Cross-country Hiking
Thanks to Clifford’s skills, we are not lost, even though we are a bit off our route. We soon drop down to the Winsor Trail for an easier route back to camp. The Winsor Trail traverses the mountain behind Santa Fe from Tesuque to the ski basin and beyond. As we hike along in the direction of our campsite, the trail crosses the meadow that was our destination. It is a lovely spot, more open than most of the terrain here, but no water for camping. Further on is the junction to the Borrego Trail which takes us back toward Tesuque Creek and our campsite.
Mountain Meadow
On the map, one can see a triangle created by the Borrego Trail, the Bear Wallow Trail and the Winsor Trail. Each leg of this triangle is about a mile, although the Winsor Trail goes on for many miles either direction of the junctions with the two shorter trails. The Winsor Trail is a favorite of serious bicyclists and hikers, while the Borrego/Bear Wallow/Winsor triangle is great fun for casual hikers and folks taking their dogs out for a good walk.

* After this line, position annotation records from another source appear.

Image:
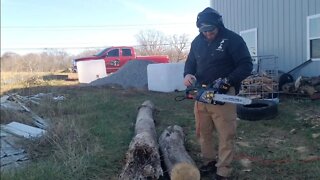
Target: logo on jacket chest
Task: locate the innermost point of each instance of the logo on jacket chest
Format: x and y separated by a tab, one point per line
220	47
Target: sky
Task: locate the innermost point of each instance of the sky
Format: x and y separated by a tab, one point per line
33	25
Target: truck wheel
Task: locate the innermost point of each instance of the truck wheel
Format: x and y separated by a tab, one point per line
258	110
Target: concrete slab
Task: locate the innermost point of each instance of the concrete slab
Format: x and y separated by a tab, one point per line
23	130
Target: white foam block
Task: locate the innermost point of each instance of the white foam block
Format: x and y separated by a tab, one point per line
165	77
92	70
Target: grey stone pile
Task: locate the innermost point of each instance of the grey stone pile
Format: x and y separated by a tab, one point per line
132	75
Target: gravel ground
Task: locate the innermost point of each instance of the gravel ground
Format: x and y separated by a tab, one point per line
132	75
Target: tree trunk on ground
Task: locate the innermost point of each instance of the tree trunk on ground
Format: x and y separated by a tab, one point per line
143	158
179	164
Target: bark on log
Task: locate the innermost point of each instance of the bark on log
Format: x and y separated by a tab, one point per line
179	164
143	158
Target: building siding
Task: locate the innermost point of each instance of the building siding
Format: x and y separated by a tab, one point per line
281	26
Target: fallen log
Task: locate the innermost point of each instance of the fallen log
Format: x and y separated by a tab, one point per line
179	164
143	158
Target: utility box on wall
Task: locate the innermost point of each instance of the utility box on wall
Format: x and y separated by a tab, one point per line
167	77
89	71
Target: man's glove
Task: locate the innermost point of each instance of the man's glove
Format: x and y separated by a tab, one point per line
221	85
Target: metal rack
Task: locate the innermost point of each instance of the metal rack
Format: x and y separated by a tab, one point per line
263	83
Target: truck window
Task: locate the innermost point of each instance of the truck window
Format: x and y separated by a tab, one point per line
126	52
113	53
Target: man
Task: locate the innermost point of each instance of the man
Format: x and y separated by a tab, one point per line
219	56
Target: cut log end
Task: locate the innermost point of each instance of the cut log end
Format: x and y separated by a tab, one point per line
185	171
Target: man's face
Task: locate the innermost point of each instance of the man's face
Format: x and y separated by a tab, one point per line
211	35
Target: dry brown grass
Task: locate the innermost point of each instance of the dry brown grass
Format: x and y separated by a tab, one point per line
11	81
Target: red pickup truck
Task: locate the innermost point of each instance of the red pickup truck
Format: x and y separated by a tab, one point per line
116	56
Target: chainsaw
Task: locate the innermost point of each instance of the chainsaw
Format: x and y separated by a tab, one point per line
210	95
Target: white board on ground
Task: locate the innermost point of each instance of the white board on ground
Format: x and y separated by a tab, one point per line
166	77
92	70
23	130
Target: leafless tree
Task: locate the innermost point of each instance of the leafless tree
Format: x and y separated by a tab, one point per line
179	47
151	42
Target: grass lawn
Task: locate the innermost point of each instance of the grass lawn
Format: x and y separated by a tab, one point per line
92	128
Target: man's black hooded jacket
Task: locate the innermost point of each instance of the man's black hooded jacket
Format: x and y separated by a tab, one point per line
227	56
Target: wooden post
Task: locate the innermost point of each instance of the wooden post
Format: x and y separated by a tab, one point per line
179	164
143	158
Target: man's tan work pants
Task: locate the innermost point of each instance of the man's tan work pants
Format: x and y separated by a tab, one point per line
222	119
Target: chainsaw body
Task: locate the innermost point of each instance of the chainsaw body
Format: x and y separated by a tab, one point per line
210	95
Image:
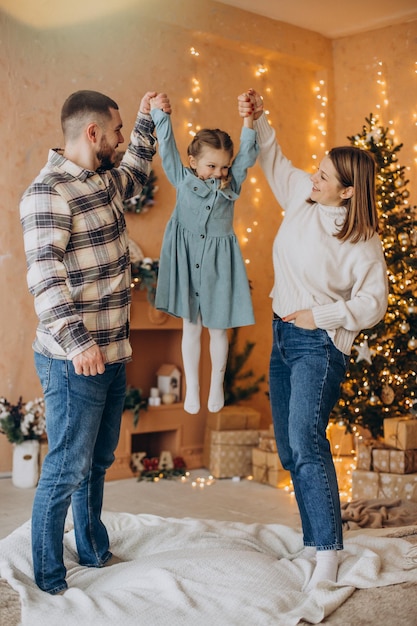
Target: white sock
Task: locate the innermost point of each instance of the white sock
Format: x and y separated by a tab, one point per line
191	348
327	563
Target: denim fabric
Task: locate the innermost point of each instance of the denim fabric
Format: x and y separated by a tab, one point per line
83	415
306	370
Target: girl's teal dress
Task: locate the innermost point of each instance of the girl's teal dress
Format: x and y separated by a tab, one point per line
201	269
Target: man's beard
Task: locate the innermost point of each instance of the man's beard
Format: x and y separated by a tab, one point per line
106	156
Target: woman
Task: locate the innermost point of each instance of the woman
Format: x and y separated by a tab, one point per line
330	283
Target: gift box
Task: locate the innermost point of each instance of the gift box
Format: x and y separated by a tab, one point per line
381	485
394	461
228	453
344	466
234	418
364	453
341	442
267	440
267	469
401	432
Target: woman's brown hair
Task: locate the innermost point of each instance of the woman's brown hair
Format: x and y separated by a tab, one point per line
356	168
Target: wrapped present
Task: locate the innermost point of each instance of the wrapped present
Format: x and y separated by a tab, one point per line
381	485
228	453
364	453
394	461
267	469
401	432
267	442
234	418
344	466
341	442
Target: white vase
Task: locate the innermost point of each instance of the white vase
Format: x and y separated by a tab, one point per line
25	472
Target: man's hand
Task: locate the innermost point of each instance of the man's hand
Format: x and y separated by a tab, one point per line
154	100
90	362
145	103
302	319
161	101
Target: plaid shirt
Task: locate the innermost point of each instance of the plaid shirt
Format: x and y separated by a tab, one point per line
77	252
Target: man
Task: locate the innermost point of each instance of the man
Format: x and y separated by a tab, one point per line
79	274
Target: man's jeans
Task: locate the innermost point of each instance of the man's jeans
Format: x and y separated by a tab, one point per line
306	370
83	415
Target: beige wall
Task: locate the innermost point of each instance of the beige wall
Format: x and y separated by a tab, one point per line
135	46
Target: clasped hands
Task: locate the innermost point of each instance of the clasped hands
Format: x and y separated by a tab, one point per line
155	100
250	103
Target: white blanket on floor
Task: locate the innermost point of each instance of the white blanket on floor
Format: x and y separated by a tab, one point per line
189	572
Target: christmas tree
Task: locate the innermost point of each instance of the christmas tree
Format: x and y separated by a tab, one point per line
381	381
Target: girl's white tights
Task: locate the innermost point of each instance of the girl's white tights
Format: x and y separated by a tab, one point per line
219	348
191	350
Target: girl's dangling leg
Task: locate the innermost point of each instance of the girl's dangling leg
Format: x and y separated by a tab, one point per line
219	348
191	349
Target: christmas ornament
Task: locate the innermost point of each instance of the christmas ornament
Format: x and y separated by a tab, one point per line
404	239
365	353
412	344
373	399
404	327
387	394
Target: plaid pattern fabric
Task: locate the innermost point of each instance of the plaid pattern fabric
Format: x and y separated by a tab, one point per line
77	252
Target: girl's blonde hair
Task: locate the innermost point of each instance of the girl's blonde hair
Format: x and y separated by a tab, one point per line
356	168
211	138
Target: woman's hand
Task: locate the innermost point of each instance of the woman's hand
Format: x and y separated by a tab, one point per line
250	103
302	319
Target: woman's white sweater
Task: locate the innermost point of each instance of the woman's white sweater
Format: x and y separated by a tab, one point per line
343	283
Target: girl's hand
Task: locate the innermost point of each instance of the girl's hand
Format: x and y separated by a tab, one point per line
145	103
250	103
161	101
302	319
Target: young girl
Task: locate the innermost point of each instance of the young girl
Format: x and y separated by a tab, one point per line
202	276
330	283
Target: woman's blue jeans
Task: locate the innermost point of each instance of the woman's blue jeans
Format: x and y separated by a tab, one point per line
306	370
83	416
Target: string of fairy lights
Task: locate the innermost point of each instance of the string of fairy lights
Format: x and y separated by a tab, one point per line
344	463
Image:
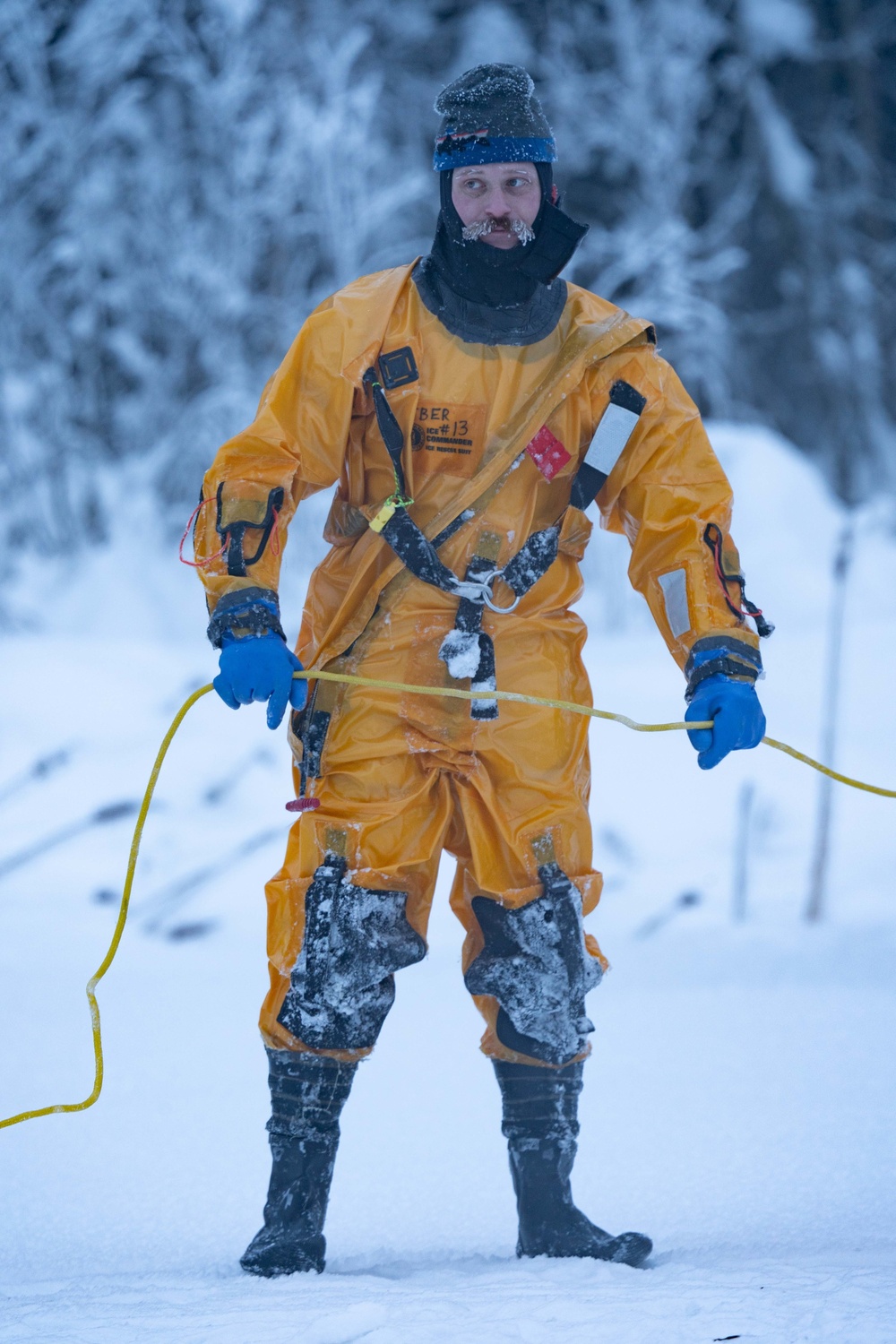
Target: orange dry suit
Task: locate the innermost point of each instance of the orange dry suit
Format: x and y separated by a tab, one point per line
481	448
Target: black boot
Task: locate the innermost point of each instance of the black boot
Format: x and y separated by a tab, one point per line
308	1093
541	1128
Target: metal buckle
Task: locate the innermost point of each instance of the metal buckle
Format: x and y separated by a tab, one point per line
487	580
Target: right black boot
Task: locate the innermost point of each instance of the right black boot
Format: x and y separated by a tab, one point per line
540	1125
308	1093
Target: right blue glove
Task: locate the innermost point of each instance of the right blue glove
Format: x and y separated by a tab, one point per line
260	667
737	722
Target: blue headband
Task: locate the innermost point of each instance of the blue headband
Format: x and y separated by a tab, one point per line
468	148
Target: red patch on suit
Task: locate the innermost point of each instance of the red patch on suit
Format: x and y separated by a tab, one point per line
548	453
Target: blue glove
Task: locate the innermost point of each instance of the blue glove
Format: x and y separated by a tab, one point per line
737	714
260	667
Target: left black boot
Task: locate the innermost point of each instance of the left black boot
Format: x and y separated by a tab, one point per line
540	1125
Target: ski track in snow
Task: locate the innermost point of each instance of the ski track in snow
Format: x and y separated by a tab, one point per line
739	1107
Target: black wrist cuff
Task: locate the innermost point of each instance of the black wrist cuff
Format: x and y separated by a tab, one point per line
252	610
718	653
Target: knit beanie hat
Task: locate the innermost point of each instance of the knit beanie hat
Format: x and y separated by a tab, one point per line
492	116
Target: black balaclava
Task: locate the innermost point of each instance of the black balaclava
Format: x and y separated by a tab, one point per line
490	115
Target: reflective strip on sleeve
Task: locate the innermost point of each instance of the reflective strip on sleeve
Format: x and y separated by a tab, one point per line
675	594
610	438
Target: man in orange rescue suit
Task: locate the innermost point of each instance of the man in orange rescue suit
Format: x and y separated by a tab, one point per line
469	409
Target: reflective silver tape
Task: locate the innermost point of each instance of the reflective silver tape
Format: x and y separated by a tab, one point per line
610	437
675	594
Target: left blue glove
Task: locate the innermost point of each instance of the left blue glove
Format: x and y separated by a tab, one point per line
260	667
737	712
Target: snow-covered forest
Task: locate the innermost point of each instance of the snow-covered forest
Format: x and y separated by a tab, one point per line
171	174
180	183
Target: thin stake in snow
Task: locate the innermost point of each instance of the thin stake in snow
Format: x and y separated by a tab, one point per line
742	851
831	712
39	769
684	902
112	812
174	897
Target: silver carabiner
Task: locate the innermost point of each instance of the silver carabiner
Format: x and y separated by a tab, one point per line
487	580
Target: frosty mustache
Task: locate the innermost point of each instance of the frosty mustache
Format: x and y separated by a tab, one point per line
471	233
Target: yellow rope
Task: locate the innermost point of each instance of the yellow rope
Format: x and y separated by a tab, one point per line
450	693
120	926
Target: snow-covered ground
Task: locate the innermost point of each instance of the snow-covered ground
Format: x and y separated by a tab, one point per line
740	1101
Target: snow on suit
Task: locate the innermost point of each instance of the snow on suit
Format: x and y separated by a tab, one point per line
492	435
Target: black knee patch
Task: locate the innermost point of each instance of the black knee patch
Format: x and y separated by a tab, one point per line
343	984
536	965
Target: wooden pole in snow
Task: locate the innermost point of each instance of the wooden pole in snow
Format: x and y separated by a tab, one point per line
831	712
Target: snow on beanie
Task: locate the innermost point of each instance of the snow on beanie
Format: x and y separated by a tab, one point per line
490	116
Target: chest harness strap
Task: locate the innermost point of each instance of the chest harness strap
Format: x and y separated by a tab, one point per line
468	650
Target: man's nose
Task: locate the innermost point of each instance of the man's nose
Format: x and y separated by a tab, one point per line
497	207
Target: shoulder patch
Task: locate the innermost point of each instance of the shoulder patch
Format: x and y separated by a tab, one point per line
398	367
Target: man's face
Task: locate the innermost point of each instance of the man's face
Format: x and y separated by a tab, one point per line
497	203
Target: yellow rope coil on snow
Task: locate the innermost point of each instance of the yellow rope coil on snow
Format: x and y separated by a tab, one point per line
450	693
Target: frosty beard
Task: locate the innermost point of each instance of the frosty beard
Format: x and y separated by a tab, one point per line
482	228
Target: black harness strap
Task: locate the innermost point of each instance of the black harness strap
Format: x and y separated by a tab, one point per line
468	650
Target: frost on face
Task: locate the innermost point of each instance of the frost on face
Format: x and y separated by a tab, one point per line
343	984
536	965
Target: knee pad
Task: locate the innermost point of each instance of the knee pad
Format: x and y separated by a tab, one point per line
343	984
535	962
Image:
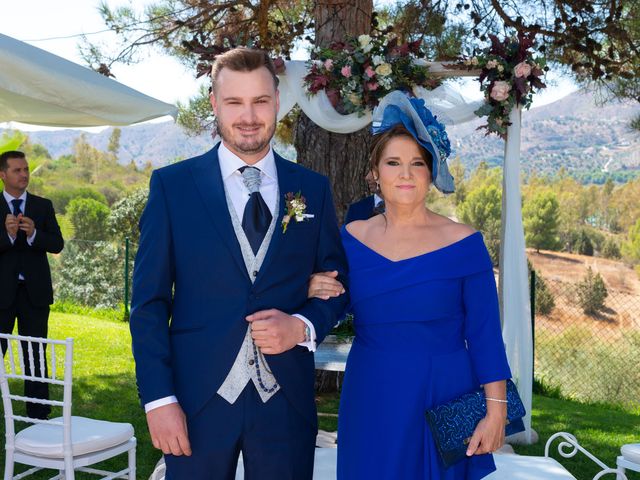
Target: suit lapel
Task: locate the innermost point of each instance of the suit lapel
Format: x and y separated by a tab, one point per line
28	207
4	207
287	182
208	180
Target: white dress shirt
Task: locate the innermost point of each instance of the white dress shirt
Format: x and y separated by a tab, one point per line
22	197
239	195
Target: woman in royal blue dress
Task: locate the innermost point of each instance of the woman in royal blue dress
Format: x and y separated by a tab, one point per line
424	300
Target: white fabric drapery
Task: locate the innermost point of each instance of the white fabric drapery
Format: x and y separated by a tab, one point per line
452	108
515	305
40	88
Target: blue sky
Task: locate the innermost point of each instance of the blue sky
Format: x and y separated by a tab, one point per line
42	23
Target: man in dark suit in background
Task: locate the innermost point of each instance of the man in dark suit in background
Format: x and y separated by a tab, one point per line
30	231
367	207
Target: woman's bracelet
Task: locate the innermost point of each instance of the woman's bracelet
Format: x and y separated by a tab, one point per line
496	400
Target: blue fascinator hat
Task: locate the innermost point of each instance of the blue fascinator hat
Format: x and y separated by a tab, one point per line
395	109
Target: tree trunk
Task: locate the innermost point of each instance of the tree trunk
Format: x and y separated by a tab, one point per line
342	158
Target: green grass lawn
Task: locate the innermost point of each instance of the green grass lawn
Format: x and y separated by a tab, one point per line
105	388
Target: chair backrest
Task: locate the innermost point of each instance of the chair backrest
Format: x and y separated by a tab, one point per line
26	358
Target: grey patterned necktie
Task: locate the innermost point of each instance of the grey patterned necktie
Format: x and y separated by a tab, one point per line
256	217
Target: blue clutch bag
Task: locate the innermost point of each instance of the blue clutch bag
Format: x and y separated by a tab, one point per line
452	424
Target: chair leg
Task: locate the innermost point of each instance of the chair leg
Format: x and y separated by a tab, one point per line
8	466
132	463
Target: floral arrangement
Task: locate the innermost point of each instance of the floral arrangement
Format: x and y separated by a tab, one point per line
509	74
357	73
296	206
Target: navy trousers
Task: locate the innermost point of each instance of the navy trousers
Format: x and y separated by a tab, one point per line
276	442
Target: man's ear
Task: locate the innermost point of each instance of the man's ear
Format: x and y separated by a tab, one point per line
214	104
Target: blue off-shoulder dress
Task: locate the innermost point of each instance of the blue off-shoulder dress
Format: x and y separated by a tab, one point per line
427	330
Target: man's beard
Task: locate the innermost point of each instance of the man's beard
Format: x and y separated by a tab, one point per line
248	146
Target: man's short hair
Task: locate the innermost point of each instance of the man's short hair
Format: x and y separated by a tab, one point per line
4	158
242	59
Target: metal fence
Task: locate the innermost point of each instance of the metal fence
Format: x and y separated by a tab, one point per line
590	357
593	357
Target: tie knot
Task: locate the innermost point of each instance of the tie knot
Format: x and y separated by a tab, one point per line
251	178
16	202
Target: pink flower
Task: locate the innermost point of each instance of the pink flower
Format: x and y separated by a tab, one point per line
500	91
370	72
522	70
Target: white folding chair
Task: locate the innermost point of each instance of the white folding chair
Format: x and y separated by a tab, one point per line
63	443
630	458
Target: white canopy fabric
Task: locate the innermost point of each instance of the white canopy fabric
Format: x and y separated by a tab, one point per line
40	88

Back at camp, we lounge around for the rest of the afternoon, reading and writing a bit. I love the article in my Outdoor Photographer magazine, ”Realizations”, by Dewitt Jones, photography being a spiritual practice for him, which I totally relate to. I walk around taking photos of the creek, sunlight in the aspens, little red shooting-stars, and anything else that catches my attention. Clifford studies his new GPS unit, learning more about its capabilities. We are surrounded by tall ponderosa and aspens, and I marvel at their beauty. When the breeze picks up, these 80-100+ foot trees sway in the wind, and I hear one behind our camp making creaking sounds. Hmmmm…. Hope its roots are well anchored. As the sun approaches the western horizon, the temperature drops and once again we enjoy a lively campfire, a tasty dinner, and another night of sleeping where the sound that prevails is that of a rough and tumble mountain creek.
The Trees Are Tall
For anyone wishing to go backpacking or just a good hike, this is a great place. But please please please take all of your trash out with you. Keep this pristine area clean for the person coming behind you and for your next visit here in the Sangre de Cristo Mountains of northern New Mexico.